[RFC,0/2] VP8 stateless V4L2 encoding uAPI + driver

Message ID 20230309125651.23911-1-andrzej.p@collabora.com (mailing list archive)
Headers
Series VP8 stateless V4L2 encoding uAPI + driver |

Message

Andrzej Pietrasiewicz March 9, 2023, 12:56 p.m. UTC
  Dear All,

This two-patch series adds uAPI for stateless VP8 encoding
and an accompanying driver using it.

It has been tested on an rk3399 board and there exists
a gstreamer user:

https://gitlab.freedesktop.org/gstreamer/gstreamer/-/merge_requests/3736

example pipeline:

gst-launch-1.0 videotestsrc num-buffers=500 ! video/x-raw,width=640,height=480 \
! v4l2slvp8enc ! queue ! matroskamux ! filesink location=test_vp8.mkv

I kindly ask for comments.

Notably, the documentation for the added uAPI is missing,
that is to be addressed when sending a patch series proper (not RFC).

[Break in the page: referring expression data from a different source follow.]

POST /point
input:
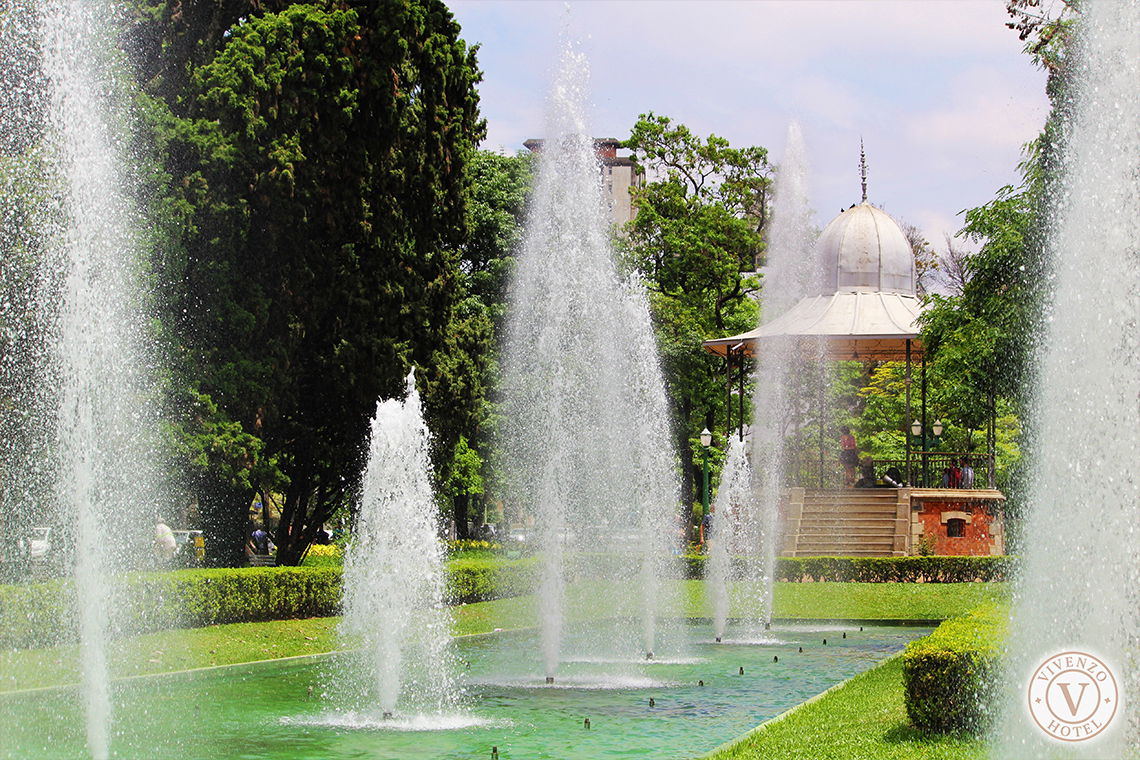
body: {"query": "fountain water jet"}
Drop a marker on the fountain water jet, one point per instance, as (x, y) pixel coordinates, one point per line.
(749, 529)
(95, 378)
(393, 574)
(585, 406)
(1081, 574)
(731, 508)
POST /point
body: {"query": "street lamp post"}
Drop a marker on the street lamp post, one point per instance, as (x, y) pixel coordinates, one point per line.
(925, 444)
(706, 442)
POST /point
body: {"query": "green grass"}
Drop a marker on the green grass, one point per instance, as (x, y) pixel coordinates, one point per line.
(884, 601)
(862, 719)
(219, 645)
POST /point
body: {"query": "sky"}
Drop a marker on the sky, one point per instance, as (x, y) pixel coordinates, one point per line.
(938, 90)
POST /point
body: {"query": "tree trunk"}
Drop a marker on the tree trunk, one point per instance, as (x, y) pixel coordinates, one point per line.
(687, 485)
(462, 509)
(226, 516)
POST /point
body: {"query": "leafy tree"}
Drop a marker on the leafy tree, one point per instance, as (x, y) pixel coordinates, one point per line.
(697, 235)
(316, 156)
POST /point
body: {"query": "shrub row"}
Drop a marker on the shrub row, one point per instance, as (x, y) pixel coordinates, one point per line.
(41, 614)
(950, 677)
(880, 570)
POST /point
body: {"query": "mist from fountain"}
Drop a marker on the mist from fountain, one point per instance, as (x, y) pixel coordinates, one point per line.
(585, 413)
(730, 509)
(88, 400)
(783, 369)
(393, 579)
(1080, 586)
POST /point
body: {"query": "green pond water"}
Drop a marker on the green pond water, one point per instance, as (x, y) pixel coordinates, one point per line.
(266, 711)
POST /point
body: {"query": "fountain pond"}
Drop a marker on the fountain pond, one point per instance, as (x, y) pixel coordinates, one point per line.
(275, 709)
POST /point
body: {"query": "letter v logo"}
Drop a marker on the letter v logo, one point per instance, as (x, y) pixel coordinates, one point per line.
(1068, 697)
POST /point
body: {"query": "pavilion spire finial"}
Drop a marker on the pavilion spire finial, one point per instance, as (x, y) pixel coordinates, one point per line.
(862, 168)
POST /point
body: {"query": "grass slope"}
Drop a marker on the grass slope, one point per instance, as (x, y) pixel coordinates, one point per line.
(863, 719)
(236, 643)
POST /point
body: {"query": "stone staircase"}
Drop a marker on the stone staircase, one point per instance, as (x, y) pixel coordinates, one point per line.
(846, 522)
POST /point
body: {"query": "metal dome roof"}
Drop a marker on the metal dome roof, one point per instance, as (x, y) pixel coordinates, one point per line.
(863, 248)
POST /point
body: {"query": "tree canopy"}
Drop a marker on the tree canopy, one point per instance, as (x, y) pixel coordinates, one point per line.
(314, 206)
(697, 237)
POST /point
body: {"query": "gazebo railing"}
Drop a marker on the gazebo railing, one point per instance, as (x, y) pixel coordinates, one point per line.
(928, 470)
(936, 468)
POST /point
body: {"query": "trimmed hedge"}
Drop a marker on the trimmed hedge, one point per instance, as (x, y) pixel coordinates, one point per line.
(881, 570)
(481, 580)
(950, 677)
(41, 614)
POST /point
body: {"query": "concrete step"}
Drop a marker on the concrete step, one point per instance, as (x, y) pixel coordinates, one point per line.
(853, 493)
(846, 553)
(846, 516)
(843, 549)
(858, 529)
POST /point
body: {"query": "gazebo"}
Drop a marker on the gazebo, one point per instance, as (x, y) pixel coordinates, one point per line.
(868, 310)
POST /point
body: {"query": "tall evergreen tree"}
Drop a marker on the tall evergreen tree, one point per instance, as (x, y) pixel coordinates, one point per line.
(316, 157)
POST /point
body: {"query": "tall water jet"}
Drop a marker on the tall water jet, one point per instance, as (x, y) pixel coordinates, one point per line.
(732, 506)
(1080, 586)
(97, 377)
(393, 575)
(784, 369)
(584, 400)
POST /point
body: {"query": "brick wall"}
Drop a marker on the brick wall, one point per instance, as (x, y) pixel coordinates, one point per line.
(982, 532)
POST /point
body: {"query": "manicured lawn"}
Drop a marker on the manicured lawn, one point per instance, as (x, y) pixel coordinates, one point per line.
(219, 645)
(862, 719)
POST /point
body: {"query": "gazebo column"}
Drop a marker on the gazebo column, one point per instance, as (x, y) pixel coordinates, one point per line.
(820, 403)
(727, 393)
(906, 423)
(992, 441)
(741, 392)
(926, 449)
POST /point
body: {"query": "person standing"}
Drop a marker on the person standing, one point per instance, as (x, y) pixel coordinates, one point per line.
(966, 474)
(164, 545)
(848, 455)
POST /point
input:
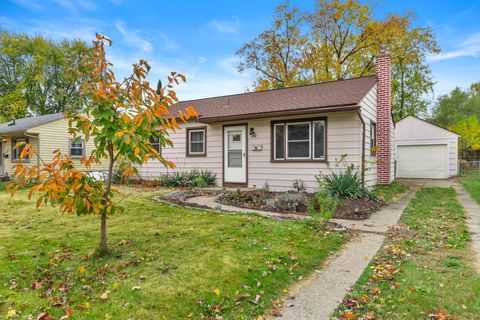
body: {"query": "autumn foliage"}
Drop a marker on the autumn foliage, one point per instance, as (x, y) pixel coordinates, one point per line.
(121, 118)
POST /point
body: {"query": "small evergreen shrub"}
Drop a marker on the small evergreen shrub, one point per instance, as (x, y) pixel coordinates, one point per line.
(323, 206)
(189, 179)
(287, 201)
(345, 185)
(208, 176)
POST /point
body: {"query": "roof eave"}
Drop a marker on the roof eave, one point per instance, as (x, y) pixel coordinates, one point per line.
(280, 113)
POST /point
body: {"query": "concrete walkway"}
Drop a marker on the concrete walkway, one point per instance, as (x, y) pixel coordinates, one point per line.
(472, 212)
(317, 297)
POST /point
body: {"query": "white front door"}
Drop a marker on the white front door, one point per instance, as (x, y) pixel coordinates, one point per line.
(235, 154)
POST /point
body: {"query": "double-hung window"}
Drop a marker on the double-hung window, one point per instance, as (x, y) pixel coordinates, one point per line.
(77, 148)
(17, 151)
(196, 141)
(155, 142)
(299, 140)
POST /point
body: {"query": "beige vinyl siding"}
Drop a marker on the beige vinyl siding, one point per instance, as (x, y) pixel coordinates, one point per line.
(54, 136)
(212, 161)
(9, 163)
(343, 134)
(369, 114)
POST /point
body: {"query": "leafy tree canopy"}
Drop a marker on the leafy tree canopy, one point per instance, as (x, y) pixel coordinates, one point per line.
(457, 105)
(469, 130)
(121, 117)
(39, 76)
(338, 41)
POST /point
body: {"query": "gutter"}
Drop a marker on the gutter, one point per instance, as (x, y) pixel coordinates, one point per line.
(362, 162)
(291, 112)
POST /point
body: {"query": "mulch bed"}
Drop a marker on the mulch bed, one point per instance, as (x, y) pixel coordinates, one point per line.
(180, 197)
(357, 209)
(352, 209)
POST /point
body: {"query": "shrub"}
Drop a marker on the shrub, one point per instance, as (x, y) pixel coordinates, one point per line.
(323, 206)
(287, 201)
(188, 179)
(208, 176)
(199, 182)
(346, 184)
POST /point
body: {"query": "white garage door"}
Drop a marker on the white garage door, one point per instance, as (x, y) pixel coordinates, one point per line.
(427, 161)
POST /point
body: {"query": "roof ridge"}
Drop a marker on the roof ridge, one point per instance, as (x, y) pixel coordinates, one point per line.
(277, 89)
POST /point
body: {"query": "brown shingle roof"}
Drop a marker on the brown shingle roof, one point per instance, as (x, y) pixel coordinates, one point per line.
(327, 96)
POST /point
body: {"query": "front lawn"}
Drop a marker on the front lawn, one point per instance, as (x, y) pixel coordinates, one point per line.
(168, 262)
(471, 182)
(424, 270)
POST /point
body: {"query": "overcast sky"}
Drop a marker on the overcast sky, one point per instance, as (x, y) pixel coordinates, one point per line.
(199, 38)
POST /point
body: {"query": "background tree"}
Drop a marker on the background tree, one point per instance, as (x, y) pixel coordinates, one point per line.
(120, 117)
(39, 75)
(338, 41)
(276, 53)
(456, 106)
(469, 131)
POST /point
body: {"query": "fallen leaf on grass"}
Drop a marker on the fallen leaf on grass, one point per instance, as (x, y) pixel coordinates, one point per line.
(44, 316)
(11, 313)
(441, 315)
(104, 296)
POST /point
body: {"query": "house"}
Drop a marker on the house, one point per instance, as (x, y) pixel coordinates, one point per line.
(45, 134)
(425, 150)
(277, 136)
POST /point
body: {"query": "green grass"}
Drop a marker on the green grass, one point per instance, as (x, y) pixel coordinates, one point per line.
(389, 193)
(471, 182)
(424, 268)
(167, 262)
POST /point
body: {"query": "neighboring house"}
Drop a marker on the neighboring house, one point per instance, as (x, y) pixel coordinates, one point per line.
(425, 150)
(45, 134)
(277, 136)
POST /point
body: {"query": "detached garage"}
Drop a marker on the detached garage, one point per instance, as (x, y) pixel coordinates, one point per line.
(424, 150)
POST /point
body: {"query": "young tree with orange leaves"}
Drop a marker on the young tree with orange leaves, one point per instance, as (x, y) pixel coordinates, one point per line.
(121, 118)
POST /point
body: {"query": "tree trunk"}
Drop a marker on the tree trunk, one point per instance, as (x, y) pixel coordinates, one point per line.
(103, 227)
(103, 233)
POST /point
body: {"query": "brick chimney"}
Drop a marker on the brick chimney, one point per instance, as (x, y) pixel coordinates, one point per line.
(384, 118)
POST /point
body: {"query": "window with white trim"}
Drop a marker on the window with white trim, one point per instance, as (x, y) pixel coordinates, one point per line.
(77, 148)
(196, 142)
(299, 140)
(17, 151)
(155, 142)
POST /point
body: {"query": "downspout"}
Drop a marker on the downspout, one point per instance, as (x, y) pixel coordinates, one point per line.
(362, 162)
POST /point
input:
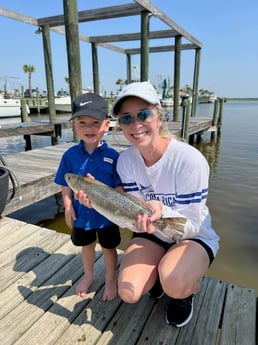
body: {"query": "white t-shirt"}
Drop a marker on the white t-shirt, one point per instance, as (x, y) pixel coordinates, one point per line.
(179, 180)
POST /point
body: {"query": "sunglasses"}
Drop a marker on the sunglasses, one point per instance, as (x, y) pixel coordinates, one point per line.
(128, 119)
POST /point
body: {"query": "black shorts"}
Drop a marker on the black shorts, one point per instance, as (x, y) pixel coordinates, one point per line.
(108, 237)
(166, 245)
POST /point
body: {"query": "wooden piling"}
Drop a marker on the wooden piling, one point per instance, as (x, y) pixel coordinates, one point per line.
(221, 110)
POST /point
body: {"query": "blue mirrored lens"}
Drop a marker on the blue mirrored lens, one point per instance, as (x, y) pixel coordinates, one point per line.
(128, 119)
(144, 114)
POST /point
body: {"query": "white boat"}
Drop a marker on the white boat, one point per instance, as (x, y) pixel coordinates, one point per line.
(212, 98)
(63, 104)
(10, 107)
(167, 102)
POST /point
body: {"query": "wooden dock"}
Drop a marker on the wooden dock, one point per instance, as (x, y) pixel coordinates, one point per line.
(38, 270)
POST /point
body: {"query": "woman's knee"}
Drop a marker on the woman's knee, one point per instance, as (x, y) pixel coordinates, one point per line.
(128, 293)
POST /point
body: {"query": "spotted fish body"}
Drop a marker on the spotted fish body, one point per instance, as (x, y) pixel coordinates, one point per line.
(122, 208)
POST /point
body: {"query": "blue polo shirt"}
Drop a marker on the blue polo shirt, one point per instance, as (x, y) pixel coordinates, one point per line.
(101, 164)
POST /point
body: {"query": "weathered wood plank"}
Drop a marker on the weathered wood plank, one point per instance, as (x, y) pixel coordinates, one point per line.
(39, 304)
(239, 321)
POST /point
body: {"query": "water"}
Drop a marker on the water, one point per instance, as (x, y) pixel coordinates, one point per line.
(233, 194)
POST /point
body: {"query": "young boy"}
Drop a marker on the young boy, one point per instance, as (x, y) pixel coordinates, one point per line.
(91, 156)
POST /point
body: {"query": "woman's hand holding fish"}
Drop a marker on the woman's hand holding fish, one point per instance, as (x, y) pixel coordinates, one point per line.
(144, 222)
(83, 199)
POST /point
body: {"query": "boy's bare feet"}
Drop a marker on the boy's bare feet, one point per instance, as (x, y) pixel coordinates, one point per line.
(110, 291)
(82, 287)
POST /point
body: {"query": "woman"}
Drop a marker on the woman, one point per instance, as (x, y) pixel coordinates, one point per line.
(173, 177)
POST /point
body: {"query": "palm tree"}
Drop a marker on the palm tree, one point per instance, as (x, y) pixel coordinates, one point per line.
(29, 69)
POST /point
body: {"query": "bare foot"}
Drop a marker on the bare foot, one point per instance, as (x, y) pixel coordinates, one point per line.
(82, 287)
(110, 291)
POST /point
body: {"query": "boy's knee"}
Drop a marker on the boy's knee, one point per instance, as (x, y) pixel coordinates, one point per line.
(127, 293)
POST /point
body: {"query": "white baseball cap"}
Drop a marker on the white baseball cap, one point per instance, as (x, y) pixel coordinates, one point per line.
(143, 90)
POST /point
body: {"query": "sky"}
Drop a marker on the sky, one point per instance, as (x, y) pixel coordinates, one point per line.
(228, 31)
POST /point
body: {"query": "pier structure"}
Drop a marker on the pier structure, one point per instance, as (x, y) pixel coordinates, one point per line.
(68, 24)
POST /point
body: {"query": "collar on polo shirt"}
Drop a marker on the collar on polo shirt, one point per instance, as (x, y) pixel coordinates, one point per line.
(97, 149)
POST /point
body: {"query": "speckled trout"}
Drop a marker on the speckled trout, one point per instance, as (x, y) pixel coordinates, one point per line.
(122, 208)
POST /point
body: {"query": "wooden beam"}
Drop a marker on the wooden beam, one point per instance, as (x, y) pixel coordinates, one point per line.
(160, 49)
(156, 12)
(132, 36)
(109, 12)
(18, 16)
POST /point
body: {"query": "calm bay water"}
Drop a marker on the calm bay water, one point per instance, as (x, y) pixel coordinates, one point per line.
(233, 193)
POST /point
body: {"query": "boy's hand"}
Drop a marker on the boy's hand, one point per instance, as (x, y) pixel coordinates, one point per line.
(70, 217)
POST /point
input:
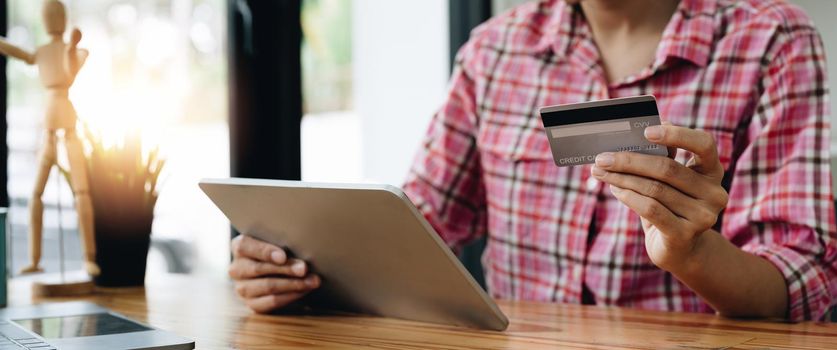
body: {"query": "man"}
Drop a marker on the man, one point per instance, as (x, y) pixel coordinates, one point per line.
(741, 221)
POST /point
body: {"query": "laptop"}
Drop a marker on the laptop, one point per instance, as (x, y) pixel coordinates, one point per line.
(375, 252)
(80, 326)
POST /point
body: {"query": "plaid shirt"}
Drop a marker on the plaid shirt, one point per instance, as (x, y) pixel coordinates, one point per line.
(749, 72)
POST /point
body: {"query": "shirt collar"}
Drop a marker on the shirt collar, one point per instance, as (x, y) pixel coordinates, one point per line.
(688, 35)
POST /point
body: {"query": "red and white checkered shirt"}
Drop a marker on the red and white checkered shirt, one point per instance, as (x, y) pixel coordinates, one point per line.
(751, 73)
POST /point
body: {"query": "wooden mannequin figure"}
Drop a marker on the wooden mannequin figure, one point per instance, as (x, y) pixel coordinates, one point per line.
(58, 64)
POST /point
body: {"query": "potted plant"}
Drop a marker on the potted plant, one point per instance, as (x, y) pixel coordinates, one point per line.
(123, 189)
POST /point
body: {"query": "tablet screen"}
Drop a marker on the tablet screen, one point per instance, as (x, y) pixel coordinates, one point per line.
(80, 326)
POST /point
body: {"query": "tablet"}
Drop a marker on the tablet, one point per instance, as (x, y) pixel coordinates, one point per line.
(375, 252)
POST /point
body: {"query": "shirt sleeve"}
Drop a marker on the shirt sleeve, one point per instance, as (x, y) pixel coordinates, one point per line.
(781, 206)
(445, 181)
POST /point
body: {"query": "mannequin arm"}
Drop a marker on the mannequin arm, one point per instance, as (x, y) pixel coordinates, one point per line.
(75, 56)
(16, 52)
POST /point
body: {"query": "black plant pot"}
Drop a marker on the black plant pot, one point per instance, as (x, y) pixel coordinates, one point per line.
(122, 258)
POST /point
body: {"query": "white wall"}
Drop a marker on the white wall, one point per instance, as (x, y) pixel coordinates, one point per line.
(400, 54)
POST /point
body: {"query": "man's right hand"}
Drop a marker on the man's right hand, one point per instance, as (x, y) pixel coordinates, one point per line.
(265, 277)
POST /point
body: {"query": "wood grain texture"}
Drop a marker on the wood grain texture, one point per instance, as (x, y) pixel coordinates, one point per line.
(209, 312)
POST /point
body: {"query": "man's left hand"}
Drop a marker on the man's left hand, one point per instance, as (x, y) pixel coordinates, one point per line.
(677, 202)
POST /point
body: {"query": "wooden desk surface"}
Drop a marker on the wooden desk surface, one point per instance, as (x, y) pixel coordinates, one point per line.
(210, 313)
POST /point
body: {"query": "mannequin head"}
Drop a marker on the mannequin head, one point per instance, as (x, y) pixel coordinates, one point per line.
(55, 17)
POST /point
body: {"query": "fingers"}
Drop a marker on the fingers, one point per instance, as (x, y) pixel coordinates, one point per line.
(249, 247)
(696, 213)
(256, 288)
(663, 169)
(245, 268)
(699, 142)
(270, 303)
(649, 209)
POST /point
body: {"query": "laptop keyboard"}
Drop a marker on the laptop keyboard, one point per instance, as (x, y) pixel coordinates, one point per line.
(21, 341)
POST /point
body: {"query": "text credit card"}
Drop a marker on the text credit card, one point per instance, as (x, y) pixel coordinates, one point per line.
(578, 132)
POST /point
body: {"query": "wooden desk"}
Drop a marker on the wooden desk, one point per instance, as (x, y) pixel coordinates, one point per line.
(210, 313)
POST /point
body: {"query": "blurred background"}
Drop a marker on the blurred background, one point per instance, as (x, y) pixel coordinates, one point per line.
(372, 74)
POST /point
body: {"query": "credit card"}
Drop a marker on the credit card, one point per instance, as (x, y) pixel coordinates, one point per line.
(578, 132)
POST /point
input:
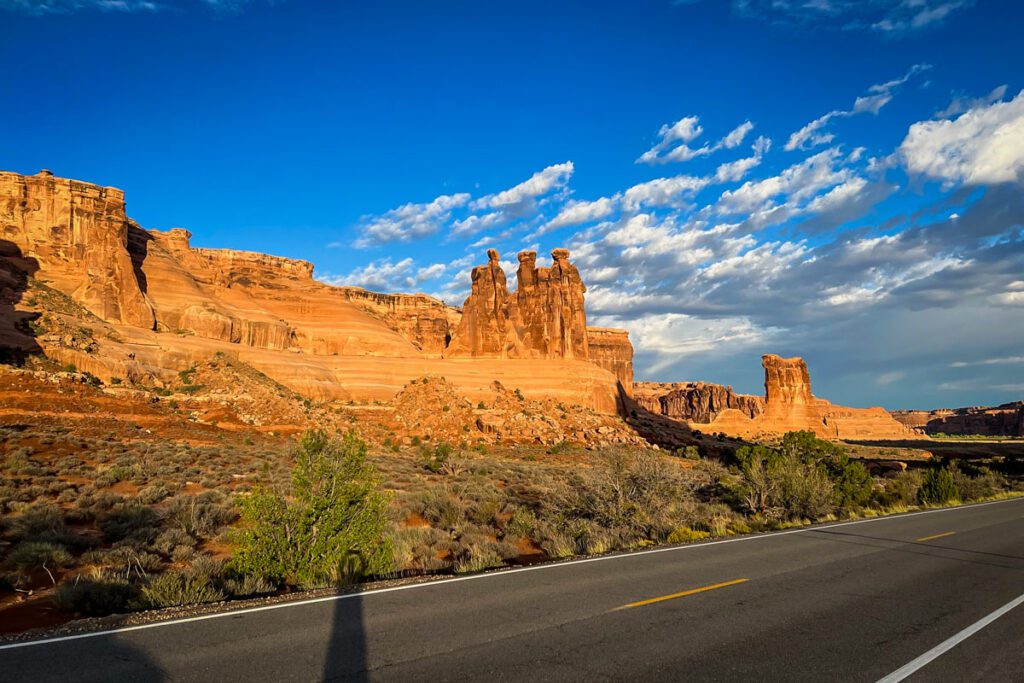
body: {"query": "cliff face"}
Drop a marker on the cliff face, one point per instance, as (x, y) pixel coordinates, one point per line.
(611, 349)
(695, 401)
(1005, 420)
(78, 235)
(544, 318)
(788, 404)
(163, 305)
(486, 329)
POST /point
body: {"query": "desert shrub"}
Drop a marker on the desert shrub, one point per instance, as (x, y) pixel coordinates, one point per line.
(976, 482)
(40, 522)
(128, 521)
(335, 513)
(101, 593)
(685, 535)
(787, 482)
(852, 484)
(637, 491)
(201, 515)
(937, 486)
(174, 588)
(478, 558)
(436, 460)
(899, 491)
(32, 555)
(247, 586)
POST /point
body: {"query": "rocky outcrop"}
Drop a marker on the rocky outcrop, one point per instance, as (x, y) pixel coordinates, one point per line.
(486, 329)
(425, 322)
(695, 401)
(164, 305)
(78, 233)
(549, 310)
(788, 402)
(611, 349)
(788, 406)
(1005, 420)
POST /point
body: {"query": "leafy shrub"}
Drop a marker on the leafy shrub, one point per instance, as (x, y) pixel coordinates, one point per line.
(938, 486)
(179, 588)
(685, 535)
(103, 593)
(335, 513)
(32, 555)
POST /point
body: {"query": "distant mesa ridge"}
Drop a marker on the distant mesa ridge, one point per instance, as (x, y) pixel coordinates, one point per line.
(786, 406)
(165, 304)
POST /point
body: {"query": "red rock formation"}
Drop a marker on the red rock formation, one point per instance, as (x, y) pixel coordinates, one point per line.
(788, 402)
(165, 305)
(78, 233)
(1005, 420)
(611, 349)
(790, 406)
(486, 329)
(694, 401)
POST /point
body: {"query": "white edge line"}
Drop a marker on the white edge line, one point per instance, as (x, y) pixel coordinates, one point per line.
(492, 574)
(949, 643)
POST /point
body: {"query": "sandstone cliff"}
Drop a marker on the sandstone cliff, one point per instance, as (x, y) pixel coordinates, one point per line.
(545, 317)
(790, 406)
(694, 401)
(1005, 420)
(77, 233)
(161, 305)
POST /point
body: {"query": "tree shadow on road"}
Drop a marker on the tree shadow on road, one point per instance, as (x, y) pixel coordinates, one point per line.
(345, 658)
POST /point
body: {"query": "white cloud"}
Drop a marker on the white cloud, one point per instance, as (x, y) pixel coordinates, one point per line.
(577, 212)
(737, 170)
(542, 182)
(662, 191)
(984, 145)
(813, 134)
(673, 144)
(410, 221)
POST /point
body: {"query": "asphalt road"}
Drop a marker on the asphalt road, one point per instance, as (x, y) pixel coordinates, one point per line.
(844, 602)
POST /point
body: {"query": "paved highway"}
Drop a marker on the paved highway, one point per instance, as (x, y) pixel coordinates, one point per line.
(929, 596)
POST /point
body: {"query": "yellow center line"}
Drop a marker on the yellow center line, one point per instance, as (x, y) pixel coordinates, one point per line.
(673, 596)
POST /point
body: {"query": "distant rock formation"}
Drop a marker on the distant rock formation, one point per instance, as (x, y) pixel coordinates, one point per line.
(78, 233)
(694, 401)
(162, 305)
(544, 318)
(788, 406)
(486, 329)
(1005, 420)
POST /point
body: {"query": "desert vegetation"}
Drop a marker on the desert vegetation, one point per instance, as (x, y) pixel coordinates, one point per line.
(95, 526)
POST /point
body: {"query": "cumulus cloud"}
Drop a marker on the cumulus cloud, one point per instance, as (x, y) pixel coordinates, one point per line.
(888, 17)
(673, 143)
(42, 7)
(814, 133)
(542, 182)
(983, 145)
(410, 221)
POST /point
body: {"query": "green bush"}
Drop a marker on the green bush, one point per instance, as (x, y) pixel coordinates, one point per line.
(179, 588)
(938, 487)
(102, 594)
(332, 526)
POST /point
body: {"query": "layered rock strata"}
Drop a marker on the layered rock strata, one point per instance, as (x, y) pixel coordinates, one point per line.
(790, 406)
(694, 401)
(1005, 420)
(162, 305)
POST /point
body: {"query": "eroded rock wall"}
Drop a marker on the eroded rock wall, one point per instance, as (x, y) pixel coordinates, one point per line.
(611, 349)
(77, 232)
(1005, 420)
(695, 401)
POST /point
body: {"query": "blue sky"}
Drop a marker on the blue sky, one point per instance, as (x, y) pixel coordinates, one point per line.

For the RFC I also did not care to replace a BUG_ON() in the boolean encoder.

Rebased onto v6.2.

Regards,

Andrzej

Andrzej Pietrasiewicz (2):
  media: uapi: Add VP8 stateless encoder controls
  media: rkvdec: Add VP8 encoder

 drivers/media/platform/verisilicon/Makefile   |    2 +
 drivers/media/platform/verisilicon/hantro.h   |   10 +
 .../platform/verisilicon/hantro_boolenc.c     |   69 +
 .../platform/verisilicon/hantro_boolenc.h     |   21 +
 .../media/platform/verisilicon/hantro_drv.c   |   18 +-
 .../media/platform/verisilicon/hantro_hw.h    |   90 +
 .../media/platform/verisilicon/hantro_v4l2.c  |    5 +-
 .../media/platform/verisilicon/hantro_vp8.c   |  118 ++
 .../verisilicon/rockchip_vpu2_hw_vp8_enc.c    | 1574 +++++++++++++++++
 .../platform/verisilicon/rockchip_vpu2_regs.h |    1 +
 .../platform/verisilicon/rockchip_vpu_hw.c    |   23 +-
 drivers/media/v4l2-core/v4l2-ctrls-core.c     |   16 +
 drivers/media/v4l2-core/v4l2-ctrls-defs.c     |    5 +
 include/media/v4l2-ctrls.h                    |    1 +
 include/uapi/linux/v4l2-controls.h            |   91 +
 include/uapi/linux/videodev2.h                |    3 +
 16 files changed, 2041 insertions(+), 6 deletions(-)
 create mode 100644 drivers/media/platform/verisilicon/hantro_boolenc.c
 create mode 100644 drivers/media/platform/verisilicon/hantro_boolenc.h
 create mode 100644 drivers/media/platform/verisilicon/rockchip_vpu2_hw_vp8_enc.c


base-commit: c9c3395d5e3dcc6daee66c6908354d47bf98cb0c
  

Comments

Nicolas Frattaroli March 18, 2023, 9:20 a.m. UTC | #1
On Thursday, 9 March 2023 13:56:49 CET Andrzej Pietrasiewicz wrote:
> Dear All,
> 
> This two-patch series adds uAPI for stateless VP8 encoding
> and an accompanying driver using it.
> 
> It has been tested on an rk3399 board and there exists
> a gstreamer user:
> 
> https://gitlab.freedesktop.org/gstreamer/gstreamer/-/merge_requests/3736
> 
> example pipeline:
> 
> gst-launch-1.0 videotestsrc num-buffers=500 !
> video/x-raw,width=640,height=480 \ ! v4l2slvp8enc ! queue ! matroskamux !
> filesink location=test_vp8.mkv
> 
> I kindly ask for comments.
> 
> Notably, the documentation for the added uAPI is missing,
> that is to be addressed when sending a patch series proper (not RFC).
> 
> For the RFC I also did not care to replace a BUG_ON() in the boolean
> encoder.
> 
> Rebased onto v6.2.
> 
> Regards,
> 
> Andrzej

Hello,

I can't offer much in terms on technical comments on the implementation,
but thank you for your work on this. A more general question: Is the
rate control done by the userspace component or the kernel or even the
hardware?

I tried this patchset (and the gstreamer merge request) out last night
and ran into quite noticable i-frame pulsing, and am wondering who the
culprit of that is. Looking at the vp8 encode params in the uAPI, it
looks like it'll be userspace in charge of rate control?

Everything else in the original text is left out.